Peculato all’ospedale di Vittoria: se la condanna non verrà annullata nei successivi gradi di giudizio, la sconterà ai domiciliari

Sì alla esecuzione di pena alternativa per l’infermiera Ornella Vietti, 59 anni condannata per peculato in primo grado, l’11 giugno scorso, a 4 anni di carcere con la pena accessoria del non potere più lavorare per la pubblica amministrazione, l’interdizione perpetua dai pubblici uffici e l’incapacità in perpetuo di contrattare con la pubblica amministrazione. Si tratta di una sentenza di primo grado; diventerà definitiva se non appellata e, se appellata, dopo i successivi gradi di giudizio.

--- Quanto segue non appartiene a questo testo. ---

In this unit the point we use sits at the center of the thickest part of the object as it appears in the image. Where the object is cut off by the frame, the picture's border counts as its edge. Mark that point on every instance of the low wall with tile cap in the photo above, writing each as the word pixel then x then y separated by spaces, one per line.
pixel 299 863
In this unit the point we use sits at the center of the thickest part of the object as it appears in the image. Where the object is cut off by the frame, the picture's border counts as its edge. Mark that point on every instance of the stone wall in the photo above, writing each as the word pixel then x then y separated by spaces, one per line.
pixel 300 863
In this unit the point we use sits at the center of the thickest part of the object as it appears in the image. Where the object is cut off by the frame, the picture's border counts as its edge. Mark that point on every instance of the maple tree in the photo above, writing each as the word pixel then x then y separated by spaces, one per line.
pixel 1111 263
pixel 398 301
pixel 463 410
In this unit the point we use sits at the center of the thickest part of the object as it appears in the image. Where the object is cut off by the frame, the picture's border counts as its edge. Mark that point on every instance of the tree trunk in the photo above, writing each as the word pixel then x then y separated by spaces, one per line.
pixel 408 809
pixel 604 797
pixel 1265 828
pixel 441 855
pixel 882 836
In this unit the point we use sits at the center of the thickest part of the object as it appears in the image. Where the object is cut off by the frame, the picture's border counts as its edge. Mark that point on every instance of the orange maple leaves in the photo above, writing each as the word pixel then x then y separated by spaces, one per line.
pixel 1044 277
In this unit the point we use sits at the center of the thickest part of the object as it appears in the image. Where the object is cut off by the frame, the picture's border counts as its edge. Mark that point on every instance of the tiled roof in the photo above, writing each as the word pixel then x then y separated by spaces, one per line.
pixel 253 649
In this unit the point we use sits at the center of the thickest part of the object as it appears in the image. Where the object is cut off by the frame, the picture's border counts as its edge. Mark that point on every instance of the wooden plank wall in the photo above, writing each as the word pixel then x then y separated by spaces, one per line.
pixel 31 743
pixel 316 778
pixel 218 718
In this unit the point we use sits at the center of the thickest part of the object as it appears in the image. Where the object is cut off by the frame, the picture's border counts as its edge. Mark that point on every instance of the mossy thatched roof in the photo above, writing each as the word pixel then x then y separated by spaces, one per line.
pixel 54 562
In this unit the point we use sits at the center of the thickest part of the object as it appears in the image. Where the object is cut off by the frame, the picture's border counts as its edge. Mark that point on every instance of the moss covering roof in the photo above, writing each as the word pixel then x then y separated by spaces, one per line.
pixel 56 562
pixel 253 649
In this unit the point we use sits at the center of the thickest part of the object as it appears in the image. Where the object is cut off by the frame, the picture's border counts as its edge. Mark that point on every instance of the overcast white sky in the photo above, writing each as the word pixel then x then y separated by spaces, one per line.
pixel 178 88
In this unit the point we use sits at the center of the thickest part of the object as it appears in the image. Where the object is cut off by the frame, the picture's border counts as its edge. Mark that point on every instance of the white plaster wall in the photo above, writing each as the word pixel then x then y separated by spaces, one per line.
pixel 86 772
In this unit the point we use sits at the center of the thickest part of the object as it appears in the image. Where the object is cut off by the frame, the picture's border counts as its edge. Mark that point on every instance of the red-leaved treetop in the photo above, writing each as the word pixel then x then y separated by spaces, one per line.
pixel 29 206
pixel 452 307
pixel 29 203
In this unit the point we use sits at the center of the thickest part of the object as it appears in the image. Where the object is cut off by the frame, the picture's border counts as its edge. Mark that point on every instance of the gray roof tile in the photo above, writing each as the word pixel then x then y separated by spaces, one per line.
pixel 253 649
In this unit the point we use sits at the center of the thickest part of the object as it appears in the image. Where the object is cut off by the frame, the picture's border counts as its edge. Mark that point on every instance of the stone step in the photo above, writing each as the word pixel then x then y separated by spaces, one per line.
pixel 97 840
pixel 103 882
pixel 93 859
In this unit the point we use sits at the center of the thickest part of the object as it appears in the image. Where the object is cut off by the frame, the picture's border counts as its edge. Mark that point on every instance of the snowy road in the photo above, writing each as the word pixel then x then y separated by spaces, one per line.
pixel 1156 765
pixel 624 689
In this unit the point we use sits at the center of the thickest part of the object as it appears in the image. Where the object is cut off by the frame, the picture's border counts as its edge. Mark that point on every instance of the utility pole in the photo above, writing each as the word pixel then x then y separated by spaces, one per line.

Oggi il Tribunale collegiale di Ragusa, ha accolto la richiesta di sostituzione della pena, dal carcere agli arresti domiciliari, autorizzando l’allontanamento dalla abitazione fino ad un massimo di 4 ore giornaliere, anche non continuative, inserendo nel corpo della sentenza la decisione. La donna attraverso il suo legale di fiducia, l’avvocato Santino Garufi, a pronunciamento della sentenza, aveva infatti richiesto – così come prevede l’articolo 545 bis del codice di procedura penale introdotto dalla cosiddetta  ‘riforma Cartabia’ e di recente modificato – una esecuzione alternativa della pena, con la possibilità di allontanarsi da casa per lavoro per 8 ore giornaliere (in base a un programma da concordare con l’Uepe, l’ufficio per le esecuzioni della pena) e altre 4 ore per esigenze personali e di salute. Richiesta ridimensionata dalla decisione del Tribunale e che sarà applicata se la condanna non verrà annullata nei successivi gradi di giudizio e quando diventerà definitiva.

I fatti

 Il 26 settembre del 2017 era stata arrestata insieme ad un’altra infermiera (poi scarcerate entrambe dal Riesame) dalla Squadra mobile di Ragusa. Secondo la tesi accusatoria, le due infermiere si sarebbero appropriate – per la disponibilità che ne avevano da incaricate di pubblico servizio e per la mansione che svolgevano all’ospedale di Vittoria, – di presidi sanitari e farmaci di esclusiva proprietà dell’Asp per poi somministrarli a degenti che venivano da loro stesse assistiti al di fuori della mura dell’Ospedale, con terapia domiciliare, facendosi pagare il prezzo del farmaco o del presidio sanitario sottratto all’Azienda sanitaria. La seconda infermiera è stata già condannata nel 2020 a 2 anni e 8 mesi con lo sconto di pena previsto per avere scelto il rito abbreviato, e con le stesse pene accessorie; è ancora in attesa, a quattro anni dalla sentenza, della fissazione dell’udienza di Appello.